Son yayınlanan Suriye'deki güvenli bölge haritası, neden Irak'ın kuzeyinden Hatay'ın güneyine kadar uzanıyor ve Rusya üslerinin bulunduğu Lazkiye'den Akdeniz'e çıkışı olan bir boru hattına benziyor?

Türkiye'nin bir Suriye stratejisi var mı? Varsa neden, ABD'nin organizasyonu ve Suudi Arabistan-Katar parası ile Suriye'de rejimi değiştirme operasyonunun taşeronluğunu üstlendi?

arslan-002.jpg

ABD'nin geliştirdiği Arap Baharı operasyonları ihalesini de üstlenen Türkiye; ABD, Mısır ve Suriye'de Müslüman Kardeşler iktidarını desteklemekten vazgeçip onun yerine IŞİD'i ikame edince ve IŞİD'in görevi de işgal ettiği alanları, PKK'nın Suriye kolu olan PYD/YPG'ye devretmek olarak ortaya çıkınca neden tedbir alamadı ve kendi güvenliğini tehlikeye atmış oldu?

GÜVENLİ BÖLGEYİ ÖCALAN KURDURDU!

Önce "güvenli bölge" önerisiyle nereye ulaşılmak istendiğini, sonra güvenli bölge haritasının neden boru hattına benzediğini stratejik değerlendirmelerle birlikte inceleyelim.

3 Nisan 2013'e gidelim... Abdullah Öcalan, İmralı'da Barış ve Demokrasi Partisi'nden gelen heyetle konuşuyor:

"Yeni oluşacak Suriye'de, bizimkiler başat rol oynayacaklar.
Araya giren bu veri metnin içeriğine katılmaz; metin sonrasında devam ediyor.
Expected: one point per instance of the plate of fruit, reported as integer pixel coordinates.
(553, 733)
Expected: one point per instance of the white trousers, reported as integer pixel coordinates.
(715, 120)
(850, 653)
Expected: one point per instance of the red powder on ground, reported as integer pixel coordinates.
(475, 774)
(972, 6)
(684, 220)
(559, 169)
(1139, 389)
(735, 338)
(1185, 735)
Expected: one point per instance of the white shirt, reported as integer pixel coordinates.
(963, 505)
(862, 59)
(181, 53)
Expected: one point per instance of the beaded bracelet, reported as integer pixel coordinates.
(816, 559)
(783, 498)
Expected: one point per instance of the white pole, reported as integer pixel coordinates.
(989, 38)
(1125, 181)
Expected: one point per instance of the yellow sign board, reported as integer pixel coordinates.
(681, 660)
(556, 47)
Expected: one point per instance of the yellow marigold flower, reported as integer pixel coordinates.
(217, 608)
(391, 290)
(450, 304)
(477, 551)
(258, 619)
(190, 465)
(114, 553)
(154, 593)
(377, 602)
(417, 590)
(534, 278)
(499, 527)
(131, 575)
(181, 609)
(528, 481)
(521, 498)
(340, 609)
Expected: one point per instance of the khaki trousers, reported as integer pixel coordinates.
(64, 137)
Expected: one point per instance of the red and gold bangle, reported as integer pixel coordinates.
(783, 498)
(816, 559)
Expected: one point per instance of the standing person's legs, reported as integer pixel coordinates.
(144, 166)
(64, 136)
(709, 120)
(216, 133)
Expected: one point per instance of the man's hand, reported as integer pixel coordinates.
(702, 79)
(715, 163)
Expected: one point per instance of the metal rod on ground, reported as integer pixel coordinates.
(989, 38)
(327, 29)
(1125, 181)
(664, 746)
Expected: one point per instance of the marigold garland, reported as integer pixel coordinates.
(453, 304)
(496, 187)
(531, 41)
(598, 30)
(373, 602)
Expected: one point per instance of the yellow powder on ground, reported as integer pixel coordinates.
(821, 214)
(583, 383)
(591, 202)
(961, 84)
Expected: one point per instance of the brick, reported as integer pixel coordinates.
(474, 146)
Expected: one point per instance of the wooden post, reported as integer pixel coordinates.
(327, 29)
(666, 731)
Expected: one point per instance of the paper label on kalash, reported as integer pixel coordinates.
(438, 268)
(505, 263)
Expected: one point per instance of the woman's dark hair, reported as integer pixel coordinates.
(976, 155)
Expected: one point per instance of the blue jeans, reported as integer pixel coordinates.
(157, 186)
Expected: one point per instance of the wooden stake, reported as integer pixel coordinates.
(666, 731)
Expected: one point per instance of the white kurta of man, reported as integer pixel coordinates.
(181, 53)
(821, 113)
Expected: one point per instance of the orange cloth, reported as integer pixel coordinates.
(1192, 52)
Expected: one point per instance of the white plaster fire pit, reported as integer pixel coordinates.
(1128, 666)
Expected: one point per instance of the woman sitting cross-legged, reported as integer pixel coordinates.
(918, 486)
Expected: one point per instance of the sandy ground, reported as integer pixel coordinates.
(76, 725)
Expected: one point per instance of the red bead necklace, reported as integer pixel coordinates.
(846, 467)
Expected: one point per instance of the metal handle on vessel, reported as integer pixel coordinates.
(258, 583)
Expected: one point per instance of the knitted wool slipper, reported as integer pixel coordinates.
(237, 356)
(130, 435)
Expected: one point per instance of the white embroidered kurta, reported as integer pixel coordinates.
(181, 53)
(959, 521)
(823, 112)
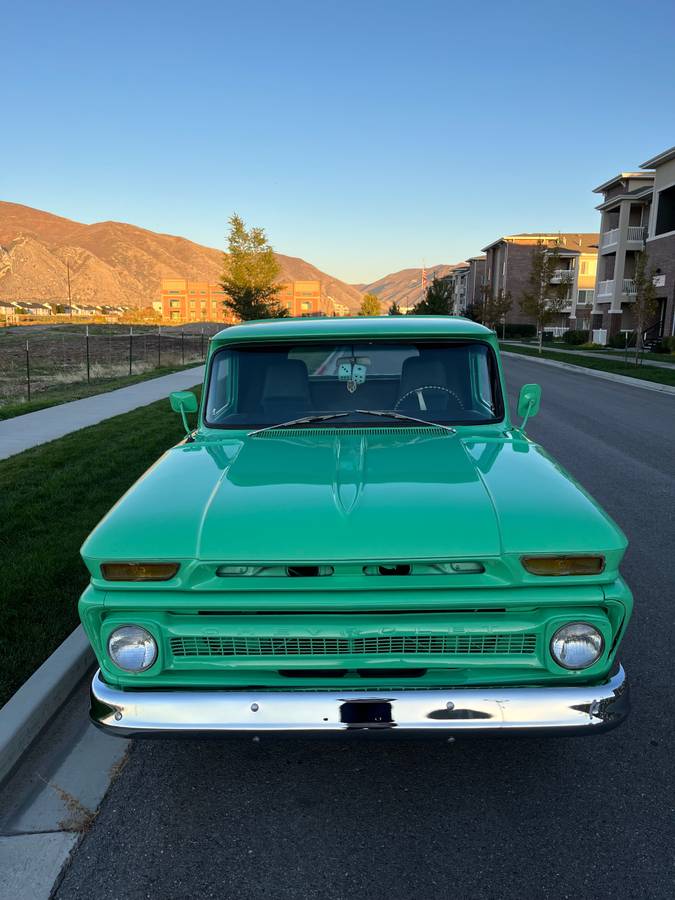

Orada özerk bölgeler olur, Kürtler, Aleviler hatta Araplar için de özerk bölgeler olacak gibi. İsviçre gibi özerk bölgeler."

17 Ağustos 2013 tarihli Öcalan-BDP heyeti görüşmesinde ise Öcalan, "Orada konseyin denetimi olur, geçici yönetim olur, kanton gibi, sonra da seçimler yapılır. Kobani, Afrin, El Cezir gibi bölgeler olur" diyor.

Öcalan'ın bu konuşmalarından sonra PKK'nın Suriye kolu PYD, 2014 yılının başında 21 Ocak'ta Cezire'de, 27 Ocak'ta Kobani'de ve 29 Ocak'ta Kilis'in karşısına düşen Afrin'de özerk bölge kantonu ilan etti. (Aydınlık, 29 Ağustos 2014, Ceyhun Bozkurt)

DEMOGRAFİK YAPININ TEMSİLİ!

31 Temmuz 2015...

BBC'nin, "Suriye'nin kuzeyinde nasıl bir yönetim kuruluyor?" başlıklı haberinde şu bilgiler veriliyor:

"Cezire Kantonu Başkanı Ekrem Heso ile konuştuk. Heso, 'bağımsız devlet kuracak mısınız?' sorusuna 'Biz, Demokratik Özerk Yönetim olarak Suriye topraklarının bir parçasıyız. Çoklu sistemi kabul eden ve destekleyen bütün onurlu muhaliflerden yanayız.' cevabını verdi.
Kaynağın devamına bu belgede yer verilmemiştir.